To better utilize disease association knowledge, this study proposed the disease progression prediction model DAPNet, which relies on patients’ disease progression information and disease association networks to predict disease in the future. DAPNet consists of three modules (Fig. 1): Module A (Fig. 1A) aims to aggregate patients’ clinical representations using CNN based on clinical features. Module B (Fig. 1B) utilizes GCL to learn the network representation based on multi-source disease association networks [48]. Finally, module C (Fig. 1C) combines the patient embedding learned from modules A and B, and uses a multi-layer perception (MLP) to predict the patient’s future disease progression.

Module A (Fig. 1A) is mainly responsible for learning the clinical embedding of patients. This module mainly primarily comprises linear transformation operations and CNN-based embedding extraction. Initially, patient embeddings are constructed based on their disease conditions. To mitigate data sparsity, a large amount of 0 in the matrix is filled with values with the help of a fully connected network, which simultaneously learns the implicit relationships between diseases. Additionally, CNN is used to extract disease embedding, taking advantage of the ICD-10 tree structureal code information. Since input data corresponds to diseases sorted by disease codes, the tree structure of ICD-10 coding results in similar or consecutive disease codes corresponding to leaf nodes under the same broad category [18]. Compared to neural network models like MLP, CNN can effectively convolve patients’ disease characteristic data, fuse the disease embeddings with those of similar diseases, and extract high-quality clinical diagnostic embeddings. In the DAPNet model, the patient embedding is first denoted as $X_p^{'}$, which is then passed through the MLP network for activation. Subsequently, the patient embedding is extracted using a two-layer CNN model. The convolutional operation is denoted by Conv in formula (5).

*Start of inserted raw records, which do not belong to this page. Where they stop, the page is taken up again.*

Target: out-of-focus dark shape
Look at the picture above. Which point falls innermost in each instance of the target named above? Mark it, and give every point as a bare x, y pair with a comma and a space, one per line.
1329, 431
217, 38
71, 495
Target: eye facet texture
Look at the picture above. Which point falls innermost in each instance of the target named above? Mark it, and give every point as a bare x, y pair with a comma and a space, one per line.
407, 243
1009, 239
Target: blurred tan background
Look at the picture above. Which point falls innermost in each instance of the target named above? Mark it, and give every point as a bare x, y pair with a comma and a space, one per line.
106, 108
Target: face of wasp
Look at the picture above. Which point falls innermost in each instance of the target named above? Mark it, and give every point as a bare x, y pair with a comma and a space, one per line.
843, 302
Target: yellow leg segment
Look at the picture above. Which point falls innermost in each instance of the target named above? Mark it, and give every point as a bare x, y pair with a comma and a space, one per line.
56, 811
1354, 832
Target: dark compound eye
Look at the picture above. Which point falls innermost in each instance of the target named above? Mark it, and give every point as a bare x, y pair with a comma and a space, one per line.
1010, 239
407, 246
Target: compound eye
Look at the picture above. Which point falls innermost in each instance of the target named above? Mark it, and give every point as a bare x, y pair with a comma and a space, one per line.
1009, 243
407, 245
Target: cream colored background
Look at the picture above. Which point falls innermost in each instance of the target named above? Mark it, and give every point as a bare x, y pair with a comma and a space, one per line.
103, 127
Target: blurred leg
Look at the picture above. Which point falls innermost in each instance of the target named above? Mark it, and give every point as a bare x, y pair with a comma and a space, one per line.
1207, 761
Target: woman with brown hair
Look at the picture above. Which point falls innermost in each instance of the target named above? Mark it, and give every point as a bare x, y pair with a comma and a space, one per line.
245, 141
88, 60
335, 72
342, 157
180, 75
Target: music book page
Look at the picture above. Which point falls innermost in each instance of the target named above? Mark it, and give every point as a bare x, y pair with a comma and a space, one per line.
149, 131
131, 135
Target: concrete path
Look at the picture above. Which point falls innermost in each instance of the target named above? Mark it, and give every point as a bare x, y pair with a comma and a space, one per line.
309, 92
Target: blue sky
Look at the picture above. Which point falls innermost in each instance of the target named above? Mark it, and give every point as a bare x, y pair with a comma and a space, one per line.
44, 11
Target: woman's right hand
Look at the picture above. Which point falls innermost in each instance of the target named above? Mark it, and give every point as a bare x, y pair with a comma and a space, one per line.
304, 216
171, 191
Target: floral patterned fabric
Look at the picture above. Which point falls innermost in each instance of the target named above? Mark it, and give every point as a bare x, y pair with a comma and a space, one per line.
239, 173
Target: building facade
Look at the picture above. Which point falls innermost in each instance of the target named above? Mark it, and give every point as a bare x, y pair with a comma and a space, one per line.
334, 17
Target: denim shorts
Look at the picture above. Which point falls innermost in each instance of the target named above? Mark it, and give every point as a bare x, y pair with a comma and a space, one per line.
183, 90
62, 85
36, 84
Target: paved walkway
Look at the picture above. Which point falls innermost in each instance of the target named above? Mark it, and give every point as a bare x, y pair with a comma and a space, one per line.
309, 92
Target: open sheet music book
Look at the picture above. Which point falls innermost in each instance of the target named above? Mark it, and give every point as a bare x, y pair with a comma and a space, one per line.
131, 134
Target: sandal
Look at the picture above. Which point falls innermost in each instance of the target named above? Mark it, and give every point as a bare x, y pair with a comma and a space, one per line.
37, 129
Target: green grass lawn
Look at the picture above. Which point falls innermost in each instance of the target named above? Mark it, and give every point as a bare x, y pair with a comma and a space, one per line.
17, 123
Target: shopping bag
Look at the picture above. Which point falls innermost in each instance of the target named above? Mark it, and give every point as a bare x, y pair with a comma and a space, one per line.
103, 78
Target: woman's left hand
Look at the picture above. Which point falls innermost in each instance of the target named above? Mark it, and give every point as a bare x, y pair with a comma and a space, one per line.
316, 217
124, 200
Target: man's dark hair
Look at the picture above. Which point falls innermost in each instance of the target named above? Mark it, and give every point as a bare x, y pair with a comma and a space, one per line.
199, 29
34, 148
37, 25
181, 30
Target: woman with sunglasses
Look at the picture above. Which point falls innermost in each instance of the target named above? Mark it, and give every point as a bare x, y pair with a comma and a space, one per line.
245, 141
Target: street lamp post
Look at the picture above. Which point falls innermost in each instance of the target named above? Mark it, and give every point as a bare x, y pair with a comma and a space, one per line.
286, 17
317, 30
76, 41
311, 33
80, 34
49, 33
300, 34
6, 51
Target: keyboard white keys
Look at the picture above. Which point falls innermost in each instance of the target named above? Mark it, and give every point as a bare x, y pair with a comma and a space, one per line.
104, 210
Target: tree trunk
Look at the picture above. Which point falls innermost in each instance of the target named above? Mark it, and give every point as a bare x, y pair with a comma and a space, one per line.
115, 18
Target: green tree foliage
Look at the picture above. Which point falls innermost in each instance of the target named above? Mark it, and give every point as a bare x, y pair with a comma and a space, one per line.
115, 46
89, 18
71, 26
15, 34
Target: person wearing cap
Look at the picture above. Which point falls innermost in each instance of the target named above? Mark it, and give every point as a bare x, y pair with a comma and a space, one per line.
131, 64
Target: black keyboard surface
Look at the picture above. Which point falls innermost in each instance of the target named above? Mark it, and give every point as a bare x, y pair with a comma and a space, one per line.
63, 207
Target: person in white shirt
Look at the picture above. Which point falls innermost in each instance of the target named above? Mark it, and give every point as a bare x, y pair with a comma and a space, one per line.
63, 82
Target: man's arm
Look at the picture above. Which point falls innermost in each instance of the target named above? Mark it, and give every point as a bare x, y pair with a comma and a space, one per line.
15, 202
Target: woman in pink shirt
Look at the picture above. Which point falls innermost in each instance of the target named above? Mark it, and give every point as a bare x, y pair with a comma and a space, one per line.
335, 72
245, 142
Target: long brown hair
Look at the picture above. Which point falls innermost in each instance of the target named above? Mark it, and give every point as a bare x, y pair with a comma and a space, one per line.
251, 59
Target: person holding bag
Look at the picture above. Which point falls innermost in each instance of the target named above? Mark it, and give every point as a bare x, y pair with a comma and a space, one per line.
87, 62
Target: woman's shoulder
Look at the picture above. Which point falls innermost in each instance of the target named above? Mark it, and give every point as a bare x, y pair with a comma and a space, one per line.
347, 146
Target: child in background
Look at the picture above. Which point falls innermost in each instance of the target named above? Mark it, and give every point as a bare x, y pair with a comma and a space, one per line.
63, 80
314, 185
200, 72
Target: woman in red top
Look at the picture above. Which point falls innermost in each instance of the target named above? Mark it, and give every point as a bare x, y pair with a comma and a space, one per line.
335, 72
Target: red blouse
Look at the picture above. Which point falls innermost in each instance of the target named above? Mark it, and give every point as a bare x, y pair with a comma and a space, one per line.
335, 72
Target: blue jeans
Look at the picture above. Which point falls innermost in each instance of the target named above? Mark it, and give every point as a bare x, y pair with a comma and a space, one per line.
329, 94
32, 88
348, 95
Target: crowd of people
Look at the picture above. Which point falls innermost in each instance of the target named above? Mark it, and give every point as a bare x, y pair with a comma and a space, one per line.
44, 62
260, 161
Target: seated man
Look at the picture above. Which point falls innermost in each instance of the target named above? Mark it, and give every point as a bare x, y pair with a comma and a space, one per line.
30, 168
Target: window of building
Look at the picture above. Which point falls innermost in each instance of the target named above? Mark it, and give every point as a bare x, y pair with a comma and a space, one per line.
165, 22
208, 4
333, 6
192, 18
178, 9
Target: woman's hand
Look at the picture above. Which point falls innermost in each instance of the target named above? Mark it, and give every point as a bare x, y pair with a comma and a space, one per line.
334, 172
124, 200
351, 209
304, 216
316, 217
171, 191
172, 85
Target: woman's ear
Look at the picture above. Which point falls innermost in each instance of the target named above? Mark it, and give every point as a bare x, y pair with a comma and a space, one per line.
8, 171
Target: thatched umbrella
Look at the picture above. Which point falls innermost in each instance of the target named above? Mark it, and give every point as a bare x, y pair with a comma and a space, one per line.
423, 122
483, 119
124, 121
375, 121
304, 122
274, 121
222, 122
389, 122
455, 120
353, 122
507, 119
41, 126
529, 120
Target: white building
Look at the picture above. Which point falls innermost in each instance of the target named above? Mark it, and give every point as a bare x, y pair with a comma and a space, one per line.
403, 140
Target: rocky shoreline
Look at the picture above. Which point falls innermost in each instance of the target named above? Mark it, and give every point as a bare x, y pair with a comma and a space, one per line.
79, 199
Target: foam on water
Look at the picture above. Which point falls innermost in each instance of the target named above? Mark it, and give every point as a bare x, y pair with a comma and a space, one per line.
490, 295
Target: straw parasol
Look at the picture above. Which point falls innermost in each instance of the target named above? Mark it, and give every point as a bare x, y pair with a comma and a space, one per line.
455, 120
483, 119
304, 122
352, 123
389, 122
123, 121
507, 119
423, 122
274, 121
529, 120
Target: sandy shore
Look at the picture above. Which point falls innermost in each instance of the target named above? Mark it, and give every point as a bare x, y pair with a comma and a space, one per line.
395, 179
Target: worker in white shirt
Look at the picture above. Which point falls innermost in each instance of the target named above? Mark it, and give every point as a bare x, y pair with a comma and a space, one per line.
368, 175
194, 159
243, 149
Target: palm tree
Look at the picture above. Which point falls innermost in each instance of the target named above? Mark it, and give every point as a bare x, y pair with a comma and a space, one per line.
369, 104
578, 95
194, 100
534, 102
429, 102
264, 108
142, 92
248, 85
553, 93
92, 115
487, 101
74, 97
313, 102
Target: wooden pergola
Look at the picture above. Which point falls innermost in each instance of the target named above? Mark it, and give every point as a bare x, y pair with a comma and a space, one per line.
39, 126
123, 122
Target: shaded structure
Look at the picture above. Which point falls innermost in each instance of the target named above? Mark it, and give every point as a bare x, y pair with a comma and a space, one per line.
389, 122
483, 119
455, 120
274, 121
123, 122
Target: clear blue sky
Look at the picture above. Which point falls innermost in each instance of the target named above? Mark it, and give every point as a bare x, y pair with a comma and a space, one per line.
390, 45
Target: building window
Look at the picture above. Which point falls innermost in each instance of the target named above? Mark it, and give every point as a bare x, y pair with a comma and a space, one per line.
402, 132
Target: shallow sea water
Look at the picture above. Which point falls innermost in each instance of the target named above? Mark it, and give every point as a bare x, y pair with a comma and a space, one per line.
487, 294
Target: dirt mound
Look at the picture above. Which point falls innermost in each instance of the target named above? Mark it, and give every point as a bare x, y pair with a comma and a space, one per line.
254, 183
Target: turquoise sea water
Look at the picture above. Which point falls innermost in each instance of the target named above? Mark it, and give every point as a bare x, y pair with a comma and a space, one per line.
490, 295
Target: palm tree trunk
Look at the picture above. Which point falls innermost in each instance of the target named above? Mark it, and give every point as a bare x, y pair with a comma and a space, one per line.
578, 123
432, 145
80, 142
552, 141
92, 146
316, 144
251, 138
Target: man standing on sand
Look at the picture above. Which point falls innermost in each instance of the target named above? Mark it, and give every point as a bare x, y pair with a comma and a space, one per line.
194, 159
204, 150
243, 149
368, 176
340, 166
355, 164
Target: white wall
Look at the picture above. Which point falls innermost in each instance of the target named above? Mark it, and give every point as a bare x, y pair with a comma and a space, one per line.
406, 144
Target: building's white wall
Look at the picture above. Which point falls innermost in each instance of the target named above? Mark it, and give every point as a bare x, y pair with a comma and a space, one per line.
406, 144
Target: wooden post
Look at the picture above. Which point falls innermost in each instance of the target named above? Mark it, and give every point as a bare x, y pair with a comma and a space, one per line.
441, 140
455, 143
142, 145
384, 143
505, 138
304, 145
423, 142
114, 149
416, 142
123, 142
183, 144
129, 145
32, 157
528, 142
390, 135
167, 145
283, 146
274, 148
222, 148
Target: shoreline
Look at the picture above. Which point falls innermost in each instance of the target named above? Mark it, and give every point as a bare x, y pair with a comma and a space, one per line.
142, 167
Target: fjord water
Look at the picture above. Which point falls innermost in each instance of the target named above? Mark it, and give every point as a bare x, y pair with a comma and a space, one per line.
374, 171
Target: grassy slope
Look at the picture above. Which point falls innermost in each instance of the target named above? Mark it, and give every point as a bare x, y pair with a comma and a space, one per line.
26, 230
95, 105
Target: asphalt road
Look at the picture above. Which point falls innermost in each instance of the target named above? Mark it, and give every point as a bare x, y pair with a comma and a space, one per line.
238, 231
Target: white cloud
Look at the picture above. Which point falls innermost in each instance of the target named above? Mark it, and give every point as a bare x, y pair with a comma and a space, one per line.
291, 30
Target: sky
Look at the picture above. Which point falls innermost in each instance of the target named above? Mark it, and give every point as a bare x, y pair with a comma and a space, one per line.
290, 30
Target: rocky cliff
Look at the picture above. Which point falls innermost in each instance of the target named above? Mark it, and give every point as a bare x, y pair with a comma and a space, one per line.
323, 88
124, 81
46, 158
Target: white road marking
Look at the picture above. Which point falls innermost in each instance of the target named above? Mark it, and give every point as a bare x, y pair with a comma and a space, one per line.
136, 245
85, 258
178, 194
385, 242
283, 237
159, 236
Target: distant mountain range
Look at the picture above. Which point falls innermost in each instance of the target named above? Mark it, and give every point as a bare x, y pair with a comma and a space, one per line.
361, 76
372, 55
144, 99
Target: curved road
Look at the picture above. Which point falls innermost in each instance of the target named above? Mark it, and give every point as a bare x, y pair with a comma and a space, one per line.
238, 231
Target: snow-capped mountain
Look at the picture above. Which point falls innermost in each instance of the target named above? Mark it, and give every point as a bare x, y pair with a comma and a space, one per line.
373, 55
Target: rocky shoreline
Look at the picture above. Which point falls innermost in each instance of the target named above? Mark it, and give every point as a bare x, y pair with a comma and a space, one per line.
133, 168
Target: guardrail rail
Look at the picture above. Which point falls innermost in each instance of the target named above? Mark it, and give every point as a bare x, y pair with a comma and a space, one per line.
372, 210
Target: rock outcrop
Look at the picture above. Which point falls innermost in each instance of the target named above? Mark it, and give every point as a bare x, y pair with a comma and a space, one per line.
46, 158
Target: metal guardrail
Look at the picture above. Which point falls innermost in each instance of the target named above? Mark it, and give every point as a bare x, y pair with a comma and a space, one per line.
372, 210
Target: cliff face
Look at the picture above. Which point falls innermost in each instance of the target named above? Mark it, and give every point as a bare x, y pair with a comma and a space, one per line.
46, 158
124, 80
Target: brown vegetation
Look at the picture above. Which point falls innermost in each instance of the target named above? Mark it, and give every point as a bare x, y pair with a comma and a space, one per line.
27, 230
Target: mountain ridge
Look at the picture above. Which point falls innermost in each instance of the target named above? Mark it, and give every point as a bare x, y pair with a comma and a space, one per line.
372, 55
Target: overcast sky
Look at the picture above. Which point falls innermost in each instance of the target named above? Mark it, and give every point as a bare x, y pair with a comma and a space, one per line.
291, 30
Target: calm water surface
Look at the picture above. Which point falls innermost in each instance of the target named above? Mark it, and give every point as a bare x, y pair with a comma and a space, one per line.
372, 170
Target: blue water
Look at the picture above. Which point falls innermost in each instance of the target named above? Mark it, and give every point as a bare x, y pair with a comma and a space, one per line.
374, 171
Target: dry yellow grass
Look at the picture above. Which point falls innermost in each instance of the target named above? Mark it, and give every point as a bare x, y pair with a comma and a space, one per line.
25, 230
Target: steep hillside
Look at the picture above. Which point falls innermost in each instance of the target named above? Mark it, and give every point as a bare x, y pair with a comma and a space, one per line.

$$\begin{aligned} X_p^{\prime }=X_pW^{(0)}+b^{(0)} \end{aligned}$$

(4)

$$\begin{aligned} Z_{basic}=Conv\left( Conv(X_p^{\prime })\right) \end{aligned}$$

(5)

Module B (Fig. 1B) was mainly responsible for learning the characteristics of multi-source graph neural networks. It was mainly composed of GCL and MLP. The core of module B ware three disease association networks, whose adjacency matrix dimensions were the same. GCL has been a hot topic in graph representation in recent years [32,33,34,35]. In this study, we first introduced GCL into disease network representation learning and used the classical method GCN as a comparison. In each network, GCL was used to learn the link relationship of the disease association network and three node characteristic matrices were obtained. Since our network nodes correspond to diseases, we obtain the word vectors of diseases by weighted summation as the initial features of the disease network nodes. This study used Glove vectors and learned in advance from a large number of TCM books and EMRs in advance [49, 50]. Then it multiplied the activated patient’s disease embedding and the three groups of embedding matrices respectively to obtain three groups of patient embedding based on the combined disease association network.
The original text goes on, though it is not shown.